COMO A VIDA NÃO CONTINUA

Essa NARRATIVA de Maria José Silveira, autora dos romances MARIA ALTAMIRA (Instante) e A MÃE DA MÃE DE SUA MÃE SUAS FILHAS (Globo), é um conto primoroso que ela escreveu motivada pela coletânea de histórias que o crítico Henrique Rodrigues organizou para a Editora Record, “O livro branco”. Henrique convidou vários autores a escrever contos inspirados em músicas dos Beatles, titulando o livro em homenagem ao WHITE ALBUM, de 1968, disco lançado quando o Brasil entrava na mais negra fase da ditadura militar. Maria José não integra o elenco da coletânea (pior para o livro, como se verá), mas achou que o conceito era muito instigante e escreveu “Como a vida não continua”, uma história trágica, maravilhosa e até hoje inédita a partir de “Ob-la-di, Ob-la-da”, coincidentemente uma canção do Album Branco. Diga-se que “Ob-la-di-Ob-la-da já foi considerada pelo instituto alemão Max Planck a mais perfeita canção pop de todos os tempos nos termos da combinação de melodia, técnica e estética. Pois bem, VB&M considera “Como a vida não continua” um dos mais perfeitos contos da literatura brasileira em termos de técnica, linguagem e estética.

Como a vida não continua

A janela da casa se abre para o quintal pequeno onde um cajueiro dá flor.

É tarde de mormaço, ar parado, e ele está cansado. Tem ainda um bocado de trabalho pela frente mas depois de horas debruçado sobre a mesa pensa que um pouco de descanso lhe fará bem. Vai até o toca disco, põe o LP que escutou à noite e sobre cuja capa branca deixada na mesa descansa um revólver.

Mal escuta a música. A cabeça fervilha; tem dormido pouco. Não que tenha acontecido nada de extraordinário, nada de concreto, mas quando passa alguns dias sem encontrar ninguém, fica assim, pesado. Sensação de que algo pode acontecer, ou já estar acontecendo.

Chegou há três dias, e não saiu daquela casa. Não se acostuma com o calor pegajoso. Vai até a cozinha minúscula, faz um café e fica um tempo olhando o fundo borrado da xícara. Não imaginou que estivesse tão cansado.

Levanta-se decidido a tomar um banho. Liga o chuveiro, a água o mais quente possível. A água quente engana o corpo que, ao sair, julga o ar mais fresco.
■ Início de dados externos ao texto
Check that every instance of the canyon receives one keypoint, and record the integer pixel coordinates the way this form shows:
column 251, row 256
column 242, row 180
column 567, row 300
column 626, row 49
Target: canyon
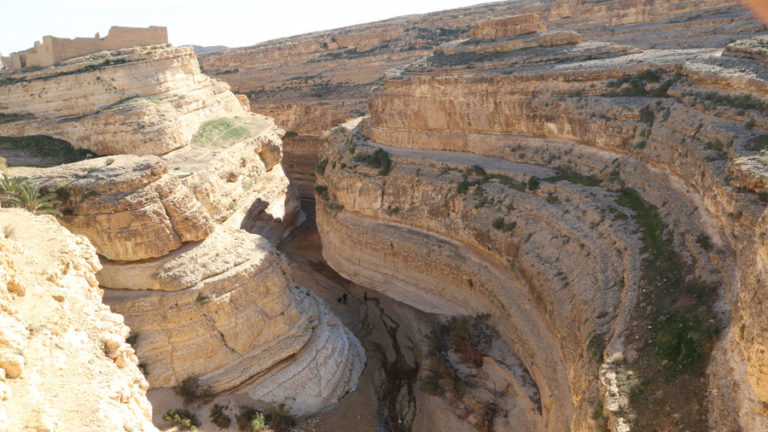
column 547, row 216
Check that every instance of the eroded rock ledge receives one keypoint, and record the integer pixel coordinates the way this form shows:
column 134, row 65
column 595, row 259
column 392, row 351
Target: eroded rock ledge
column 64, row 362
column 143, row 100
column 203, row 299
column 592, row 197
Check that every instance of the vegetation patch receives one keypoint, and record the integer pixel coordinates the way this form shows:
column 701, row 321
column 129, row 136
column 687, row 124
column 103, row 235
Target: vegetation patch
column 322, row 192
column 320, row 166
column 193, row 392
column 219, row 416
column 182, row 418
column 501, row 225
column 220, row 133
column 573, row 177
column 45, row 147
column 638, row 85
column 744, row 101
column 17, row 192
column 676, row 327
column 469, row 338
column 757, row 143
column 378, row 159
column 9, row 118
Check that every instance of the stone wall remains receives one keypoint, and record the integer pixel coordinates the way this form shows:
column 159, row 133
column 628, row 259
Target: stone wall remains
column 54, row 50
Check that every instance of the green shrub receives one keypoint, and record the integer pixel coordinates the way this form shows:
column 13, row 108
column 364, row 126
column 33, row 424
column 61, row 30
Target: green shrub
column 463, row 186
column 16, row 192
column 250, row 419
column 757, row 143
column 647, row 116
column 220, row 132
column 219, row 417
column 378, row 159
column 280, row 420
column 596, row 347
column 533, row 183
column 183, row 419
column 432, row 385
column 500, row 225
column 322, row 192
column 320, row 166
column 715, row 145
column 192, row 391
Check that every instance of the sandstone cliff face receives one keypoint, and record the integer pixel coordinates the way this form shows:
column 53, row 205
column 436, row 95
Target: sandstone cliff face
column 313, row 82
column 183, row 225
column 205, row 299
column 144, row 100
column 596, row 197
column 64, row 362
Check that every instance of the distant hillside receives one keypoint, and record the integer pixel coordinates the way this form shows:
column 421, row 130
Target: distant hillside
column 203, row 49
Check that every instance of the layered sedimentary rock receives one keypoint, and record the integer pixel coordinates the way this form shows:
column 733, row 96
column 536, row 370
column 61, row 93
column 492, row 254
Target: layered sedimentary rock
column 600, row 198
column 64, row 362
column 143, row 100
column 310, row 83
column 204, row 299
column 183, row 225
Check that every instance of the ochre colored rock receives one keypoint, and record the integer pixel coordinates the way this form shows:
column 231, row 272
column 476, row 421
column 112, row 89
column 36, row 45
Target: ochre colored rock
column 560, row 38
column 143, row 100
column 57, row 376
column 508, row 27
column 130, row 207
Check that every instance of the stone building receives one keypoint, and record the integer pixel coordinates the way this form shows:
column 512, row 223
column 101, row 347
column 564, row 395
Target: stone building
column 54, row 50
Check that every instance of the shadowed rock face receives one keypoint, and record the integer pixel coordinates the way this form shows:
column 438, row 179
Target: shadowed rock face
column 184, row 225
column 144, row 100
column 57, row 337
column 600, row 197
column 310, row 83
column 205, row 299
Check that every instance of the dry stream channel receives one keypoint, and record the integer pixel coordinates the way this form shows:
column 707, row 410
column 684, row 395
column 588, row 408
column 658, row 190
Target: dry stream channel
column 386, row 399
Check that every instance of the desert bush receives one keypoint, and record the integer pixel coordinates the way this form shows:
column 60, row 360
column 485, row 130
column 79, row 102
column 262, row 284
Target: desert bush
column 250, row 419
column 320, row 166
column 182, row 418
column 322, row 192
column 219, row 417
column 192, row 391
column 501, row 225
column 280, row 420
column 15, row 192
column 378, row 159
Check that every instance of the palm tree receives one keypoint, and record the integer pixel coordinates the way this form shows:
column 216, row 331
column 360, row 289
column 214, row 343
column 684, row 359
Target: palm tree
column 9, row 188
column 18, row 193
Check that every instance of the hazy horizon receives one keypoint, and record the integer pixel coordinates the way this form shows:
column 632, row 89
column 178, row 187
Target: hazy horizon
column 233, row 23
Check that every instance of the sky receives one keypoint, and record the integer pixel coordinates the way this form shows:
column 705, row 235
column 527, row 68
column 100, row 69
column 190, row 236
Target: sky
column 201, row 22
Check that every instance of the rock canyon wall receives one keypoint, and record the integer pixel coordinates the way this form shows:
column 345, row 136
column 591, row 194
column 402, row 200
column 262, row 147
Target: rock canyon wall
column 64, row 361
column 181, row 214
column 595, row 183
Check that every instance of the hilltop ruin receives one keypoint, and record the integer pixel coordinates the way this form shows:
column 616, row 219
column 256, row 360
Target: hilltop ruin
column 54, row 50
Seja como for, o vapor que o envolve o exime de pensar em qualquer coisa, coloca-o dentro de uma nuvem. Cantarola a música que ecoa em sua cabeça. Sente o começo de uma leve animação.

É quando os três entram na casa.

Escutam o barulho da água no chuveiro e a voz cantando obladi, obladá, la lá how the life goes on. Veem o revólver sobre a mesa.

Dois se aproximam da porta do banheiro. Um a chuta com força, o outro entra e atira na nuvem densa e viva.

“O puto tentou fugir”, a voz do que atirou grita do banheiro, antes de entrar no box, fechar a torneira e completar, “Porra! Me molhei.”

O que está vasculhando as coisas da mesa pega o revólver com um lenço e passa para o terceiro que vai até o banheiro e o coloca na mão ainda quente de Ruy.

O que pegou o revólver sobre a capa branca do disco comenta: “Não entendo por que tantos desses caras têm a porra desse disco! Será um tipo de código, ou tão pensando que isso é festa? Não é uma ditadura? Por que diabos eles acham que a gente vai dar moleza?”

O corpo fica lá estirado no box, enquanto os três policiais se espalham pela casa, esperando o dono ou seja lá quem for chegar.